# Getting the number of bits set in a large integer

I have a large integer N < 10^2500. I need to get the number of bits set in its binary representation. The number is given in base 10 in a file. Here's how I'm doing it right now :

I made a class called BigNumber which uses an array to store very big integers.

1. I am parsing the number into a BigNumber object in base 10.
2. I am converting said number into base `2^x` (using 25 for x now, but what matters is that it is a power of 2).
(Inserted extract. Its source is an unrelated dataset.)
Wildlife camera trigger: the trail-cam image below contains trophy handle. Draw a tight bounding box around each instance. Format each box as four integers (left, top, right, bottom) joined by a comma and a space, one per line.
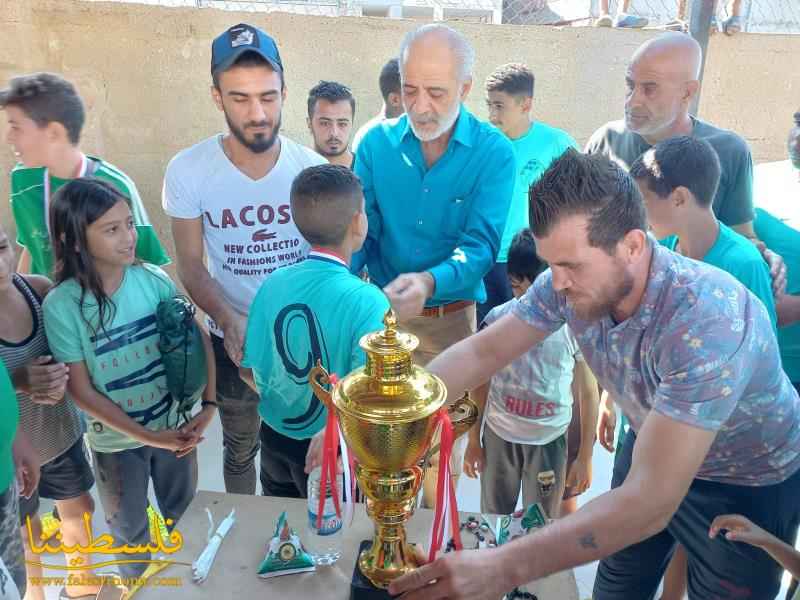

For conversion I use the standard method of division by the base repeatedly until the quotient is 0.
3. Because the number of bits set in `a * 2^x` is equal to the number of bits set in `a` (we can write `a` as a sum of `n` powers of 2 and when we multiply by a power of 2 we are going to get `n` factors so `n` bits) I just need to calculate the number of bits set in every digit of my number using the SWAR algorithm for x < 32, and them sum them up.

This method works, but it is very slow(takes a very long time for a 2500 digit number), and I am assuming it's because of my implementation of division or base change algorithm.

Here's my whole BigNumber class in C++.

Am I approaching this the right way ? And if so, how can I make it run faster ?

This is for learning, not production code, so I'm not going to use already implemented libraries.

• hint: modern computers are storing numbers as a power of 8, so you could use it Sep 20, 2016 at 14:14

You have rather tied your hands by storing your `BigNumber` in base 10, but I can see the practicalities of doing that, both for input and output and for general debugging.
Division is always slower than you'd expect, so you should create a new `BigNumber33554432` class which uses base 2^25 instead of base 10. You only need it to be able to add numbers between 1 and 9 into a BigNumber and to multiply a BigNumber by 10, so it will be really easy to write and fast to execute. Then you can convert your base-10 numbers to base 2^25 by reading the digits from left to right. At each step, multiply your current result by 10 and add the new digit.